No meio de tanta arte, como poderíamos nós convergir numa única verdade, num único núcleo de escolhas genuínas, de orientações, de valores? O cinema é único na sua amplitude, permite compensar os vazios de todos; preencher todas as lacunas que nos permitem sentir, sonhar, ambicionar ir mais além – emocionalmente, e não só. As coisas são como são e como têm de ser. Tudo tem uma explicação: todas as nossas inquietações, devaneios, escolhas, interesses, e é isso que nos faz sentir mais, viver mais, compreender o mundo melhor: com mais intensidade e comprometimento. A sétima arte é o convite a uma viagem que nos junta a todos na mesma máquina do tempo e no desejo que o cinema cria e concretiza: poder voltar a casa quando nos contam o real.

Tudo isto para dizer que a sétima arte não é excepção nesta regra da simplicidade da humanidade criativa. Só assim caminhamos juntos, lado a lado, sem nos apercebermos, rumo a um destino unívoco de elevar o cinema, por vezes sem essa intenção, mas essa é a verdadeira beleza do mundo: provocar impacto com a nossa genuinidade, quase que sem querer. O cinema é um sem querer artístico motivado pela ambição de imortalizar um amor que não se explica. Todos temos um papel, o principal, o de deixar a mágoa e a inveja e a solidão (interiormente) de lado e transpô-la para um outro plano: o moral, o humano, o da simplicidade.

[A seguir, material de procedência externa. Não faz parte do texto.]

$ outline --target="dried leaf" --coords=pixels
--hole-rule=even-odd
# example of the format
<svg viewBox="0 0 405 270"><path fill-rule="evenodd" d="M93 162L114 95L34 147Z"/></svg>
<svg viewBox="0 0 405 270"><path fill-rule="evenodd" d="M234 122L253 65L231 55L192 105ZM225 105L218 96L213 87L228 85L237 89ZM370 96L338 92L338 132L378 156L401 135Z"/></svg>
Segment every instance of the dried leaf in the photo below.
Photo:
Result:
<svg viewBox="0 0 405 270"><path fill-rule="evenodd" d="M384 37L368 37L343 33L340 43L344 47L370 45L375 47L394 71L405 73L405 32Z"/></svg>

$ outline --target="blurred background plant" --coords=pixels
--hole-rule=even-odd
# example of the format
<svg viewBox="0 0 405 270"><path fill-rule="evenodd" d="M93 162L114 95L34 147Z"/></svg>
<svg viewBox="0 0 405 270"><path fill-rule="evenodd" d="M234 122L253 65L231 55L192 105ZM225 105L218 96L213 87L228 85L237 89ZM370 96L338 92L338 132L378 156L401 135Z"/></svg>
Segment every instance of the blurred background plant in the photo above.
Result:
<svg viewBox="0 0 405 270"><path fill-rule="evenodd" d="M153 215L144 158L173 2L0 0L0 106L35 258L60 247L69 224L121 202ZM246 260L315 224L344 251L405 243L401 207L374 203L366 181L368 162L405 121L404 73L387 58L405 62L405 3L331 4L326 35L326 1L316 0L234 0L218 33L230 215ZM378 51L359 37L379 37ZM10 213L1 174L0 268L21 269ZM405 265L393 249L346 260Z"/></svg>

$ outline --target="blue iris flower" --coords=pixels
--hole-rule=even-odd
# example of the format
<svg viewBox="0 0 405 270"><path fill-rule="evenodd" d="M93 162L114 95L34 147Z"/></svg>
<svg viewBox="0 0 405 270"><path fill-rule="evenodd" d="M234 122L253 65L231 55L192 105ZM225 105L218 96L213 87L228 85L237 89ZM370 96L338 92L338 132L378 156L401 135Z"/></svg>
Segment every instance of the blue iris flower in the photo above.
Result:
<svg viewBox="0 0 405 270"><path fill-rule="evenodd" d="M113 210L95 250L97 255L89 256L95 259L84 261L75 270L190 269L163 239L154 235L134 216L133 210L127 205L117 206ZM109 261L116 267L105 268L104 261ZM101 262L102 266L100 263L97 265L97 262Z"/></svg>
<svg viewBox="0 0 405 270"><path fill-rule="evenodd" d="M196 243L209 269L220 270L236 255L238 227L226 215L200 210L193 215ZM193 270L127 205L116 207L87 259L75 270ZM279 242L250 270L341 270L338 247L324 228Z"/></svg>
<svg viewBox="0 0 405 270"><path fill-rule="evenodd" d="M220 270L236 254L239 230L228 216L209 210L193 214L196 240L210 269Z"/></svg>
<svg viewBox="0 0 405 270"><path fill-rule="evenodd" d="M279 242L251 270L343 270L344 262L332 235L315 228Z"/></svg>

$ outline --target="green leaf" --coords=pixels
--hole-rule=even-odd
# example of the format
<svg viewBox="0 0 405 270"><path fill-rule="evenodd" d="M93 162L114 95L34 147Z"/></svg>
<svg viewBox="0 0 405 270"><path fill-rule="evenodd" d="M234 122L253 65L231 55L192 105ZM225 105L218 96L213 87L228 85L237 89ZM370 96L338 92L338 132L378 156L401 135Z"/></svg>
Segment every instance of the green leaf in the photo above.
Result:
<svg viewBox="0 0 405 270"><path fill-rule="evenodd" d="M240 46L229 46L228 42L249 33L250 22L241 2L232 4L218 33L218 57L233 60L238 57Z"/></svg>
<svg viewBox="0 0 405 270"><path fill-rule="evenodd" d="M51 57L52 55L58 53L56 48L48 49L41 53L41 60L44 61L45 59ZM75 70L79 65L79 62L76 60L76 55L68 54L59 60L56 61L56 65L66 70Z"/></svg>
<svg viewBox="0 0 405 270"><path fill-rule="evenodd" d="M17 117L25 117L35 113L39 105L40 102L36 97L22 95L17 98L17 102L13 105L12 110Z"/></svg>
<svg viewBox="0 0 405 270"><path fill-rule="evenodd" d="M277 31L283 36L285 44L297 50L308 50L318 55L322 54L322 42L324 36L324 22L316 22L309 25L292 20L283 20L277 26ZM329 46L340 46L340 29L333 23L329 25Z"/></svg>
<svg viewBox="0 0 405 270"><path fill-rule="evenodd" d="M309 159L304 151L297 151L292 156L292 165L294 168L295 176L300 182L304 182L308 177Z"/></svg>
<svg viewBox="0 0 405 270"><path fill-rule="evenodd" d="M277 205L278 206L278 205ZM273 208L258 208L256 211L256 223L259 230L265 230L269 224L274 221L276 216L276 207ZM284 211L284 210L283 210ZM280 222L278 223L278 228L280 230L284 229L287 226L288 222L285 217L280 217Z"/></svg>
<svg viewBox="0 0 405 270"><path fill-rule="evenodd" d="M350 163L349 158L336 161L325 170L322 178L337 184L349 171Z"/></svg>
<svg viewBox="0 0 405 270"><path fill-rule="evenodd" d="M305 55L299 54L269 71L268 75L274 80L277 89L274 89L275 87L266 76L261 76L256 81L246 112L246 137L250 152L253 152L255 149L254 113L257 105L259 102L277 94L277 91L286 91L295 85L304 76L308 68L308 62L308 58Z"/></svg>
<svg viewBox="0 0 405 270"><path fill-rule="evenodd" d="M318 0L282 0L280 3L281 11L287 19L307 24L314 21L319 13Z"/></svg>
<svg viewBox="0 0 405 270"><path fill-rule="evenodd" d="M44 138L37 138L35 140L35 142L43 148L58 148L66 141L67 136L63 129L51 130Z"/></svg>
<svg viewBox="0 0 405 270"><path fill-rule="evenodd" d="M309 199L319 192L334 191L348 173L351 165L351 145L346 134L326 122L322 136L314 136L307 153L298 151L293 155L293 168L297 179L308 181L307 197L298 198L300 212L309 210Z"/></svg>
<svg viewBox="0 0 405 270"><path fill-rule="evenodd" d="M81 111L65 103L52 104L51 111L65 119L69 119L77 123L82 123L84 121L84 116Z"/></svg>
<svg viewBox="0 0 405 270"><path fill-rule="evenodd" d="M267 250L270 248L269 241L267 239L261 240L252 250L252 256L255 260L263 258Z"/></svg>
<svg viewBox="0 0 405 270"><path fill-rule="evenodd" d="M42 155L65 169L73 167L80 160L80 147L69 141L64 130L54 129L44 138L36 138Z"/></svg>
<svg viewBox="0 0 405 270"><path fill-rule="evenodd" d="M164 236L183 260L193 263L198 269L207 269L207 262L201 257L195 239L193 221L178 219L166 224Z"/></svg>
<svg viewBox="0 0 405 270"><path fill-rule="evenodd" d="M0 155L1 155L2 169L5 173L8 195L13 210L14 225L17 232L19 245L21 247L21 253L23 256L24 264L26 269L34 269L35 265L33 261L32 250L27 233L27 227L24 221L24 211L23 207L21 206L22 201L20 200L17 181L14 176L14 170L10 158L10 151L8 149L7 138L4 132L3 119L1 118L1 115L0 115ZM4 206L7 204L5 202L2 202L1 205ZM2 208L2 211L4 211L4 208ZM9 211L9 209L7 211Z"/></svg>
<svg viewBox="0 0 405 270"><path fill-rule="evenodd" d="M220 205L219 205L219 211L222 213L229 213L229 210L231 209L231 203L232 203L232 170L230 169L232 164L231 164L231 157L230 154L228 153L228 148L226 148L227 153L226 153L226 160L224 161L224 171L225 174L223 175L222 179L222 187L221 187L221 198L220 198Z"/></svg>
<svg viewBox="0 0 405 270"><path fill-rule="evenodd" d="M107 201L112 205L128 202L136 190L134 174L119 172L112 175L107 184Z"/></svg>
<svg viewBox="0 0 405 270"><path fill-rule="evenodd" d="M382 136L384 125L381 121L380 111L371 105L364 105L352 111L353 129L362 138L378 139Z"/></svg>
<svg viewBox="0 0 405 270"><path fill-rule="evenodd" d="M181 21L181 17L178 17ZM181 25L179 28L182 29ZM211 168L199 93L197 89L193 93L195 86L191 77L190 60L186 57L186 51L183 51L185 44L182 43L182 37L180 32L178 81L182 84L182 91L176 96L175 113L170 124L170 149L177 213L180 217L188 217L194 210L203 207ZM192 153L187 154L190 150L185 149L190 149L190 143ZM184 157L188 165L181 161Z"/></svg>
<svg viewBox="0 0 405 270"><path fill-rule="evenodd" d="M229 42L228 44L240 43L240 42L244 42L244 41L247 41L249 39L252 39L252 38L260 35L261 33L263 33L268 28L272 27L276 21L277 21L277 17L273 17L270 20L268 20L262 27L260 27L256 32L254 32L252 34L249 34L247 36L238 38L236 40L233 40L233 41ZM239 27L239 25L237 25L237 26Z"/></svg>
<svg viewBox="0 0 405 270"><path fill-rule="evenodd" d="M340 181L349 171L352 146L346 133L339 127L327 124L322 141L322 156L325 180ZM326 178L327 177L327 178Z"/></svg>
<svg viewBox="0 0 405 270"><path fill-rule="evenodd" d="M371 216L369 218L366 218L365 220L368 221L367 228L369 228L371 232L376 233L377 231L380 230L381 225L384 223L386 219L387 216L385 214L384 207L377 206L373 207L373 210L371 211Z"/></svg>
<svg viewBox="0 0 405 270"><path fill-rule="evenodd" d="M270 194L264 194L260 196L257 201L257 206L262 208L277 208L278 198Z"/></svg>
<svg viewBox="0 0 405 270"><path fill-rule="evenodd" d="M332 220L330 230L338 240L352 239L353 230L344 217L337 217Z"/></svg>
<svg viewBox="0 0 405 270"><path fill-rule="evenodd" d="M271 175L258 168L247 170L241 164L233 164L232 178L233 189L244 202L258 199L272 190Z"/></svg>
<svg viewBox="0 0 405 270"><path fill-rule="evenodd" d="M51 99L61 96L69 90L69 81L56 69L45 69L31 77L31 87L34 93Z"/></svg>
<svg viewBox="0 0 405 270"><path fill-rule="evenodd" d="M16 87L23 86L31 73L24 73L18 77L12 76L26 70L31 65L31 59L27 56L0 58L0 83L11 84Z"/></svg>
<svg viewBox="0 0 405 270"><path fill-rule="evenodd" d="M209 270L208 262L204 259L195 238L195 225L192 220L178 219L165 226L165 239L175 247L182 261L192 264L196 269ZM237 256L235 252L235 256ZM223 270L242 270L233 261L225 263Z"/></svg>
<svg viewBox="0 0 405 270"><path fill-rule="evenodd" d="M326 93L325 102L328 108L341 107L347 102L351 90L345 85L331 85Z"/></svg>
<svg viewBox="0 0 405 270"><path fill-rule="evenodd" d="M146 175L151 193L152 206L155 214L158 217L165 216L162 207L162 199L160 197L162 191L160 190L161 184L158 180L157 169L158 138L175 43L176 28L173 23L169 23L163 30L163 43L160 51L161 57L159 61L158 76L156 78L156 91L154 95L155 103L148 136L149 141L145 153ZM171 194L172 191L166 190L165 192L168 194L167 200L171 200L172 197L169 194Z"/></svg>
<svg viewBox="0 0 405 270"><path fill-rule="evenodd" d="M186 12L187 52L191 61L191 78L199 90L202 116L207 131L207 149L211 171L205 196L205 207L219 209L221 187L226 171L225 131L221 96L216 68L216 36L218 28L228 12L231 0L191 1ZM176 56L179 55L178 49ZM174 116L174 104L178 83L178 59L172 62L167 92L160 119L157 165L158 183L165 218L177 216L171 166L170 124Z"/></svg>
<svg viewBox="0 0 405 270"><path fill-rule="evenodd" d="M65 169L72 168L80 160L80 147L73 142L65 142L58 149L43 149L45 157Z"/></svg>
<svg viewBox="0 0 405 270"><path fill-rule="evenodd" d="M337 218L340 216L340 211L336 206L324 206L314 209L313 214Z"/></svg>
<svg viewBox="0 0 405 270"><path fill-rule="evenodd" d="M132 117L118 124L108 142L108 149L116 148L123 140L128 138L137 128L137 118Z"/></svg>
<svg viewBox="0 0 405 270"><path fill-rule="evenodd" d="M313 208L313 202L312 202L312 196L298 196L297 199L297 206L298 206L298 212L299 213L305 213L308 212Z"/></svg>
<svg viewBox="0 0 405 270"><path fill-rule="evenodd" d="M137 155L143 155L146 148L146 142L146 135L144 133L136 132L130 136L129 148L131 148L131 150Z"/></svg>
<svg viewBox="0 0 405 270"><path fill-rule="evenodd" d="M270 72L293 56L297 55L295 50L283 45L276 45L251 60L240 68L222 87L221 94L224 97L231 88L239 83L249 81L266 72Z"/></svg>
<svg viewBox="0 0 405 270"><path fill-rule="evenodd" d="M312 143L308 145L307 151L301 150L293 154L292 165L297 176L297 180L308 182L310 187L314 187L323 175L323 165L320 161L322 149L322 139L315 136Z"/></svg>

Como é que o cinema se cruza com a história? Foi a pergunta a que João Lopes, um dos mais aclamados críticos de cinema em Portugal, quis responder, salientando: a relação com o cinema e a história é um relação sempre do presente: não é uma mera atualização de um passado, mas é qualquer coisa que resulta da maneira como vivemos o presente e que, remetendo-nos para um passado mais ou menos distante, nos leva a repensar o nosso lugar neste presente”. Ainda sobre a magia da interacção entre o espectador e a obra, no desígnio de imortalizar o cinema e, claro está, o próprio filme, diz: “o facto nunca é uma entidade fechada. O real não conta histórias. Somos nós que as contamos, que revisitamos isso a que chamamos real. O facto não está lá à espera que nós olhemos para ele e digamos ‘é isto’. Vamos ter que o alimentar e estabelecer uma relação com ele”.

Estamos juntos na conquista e na intemporalidade. A essência do cinema é não se fechar numa narrativa unívoca de amores e paixões – que não se traduzem em palavras mas em emoções: em sorrisos eternos de optimismo e sonho.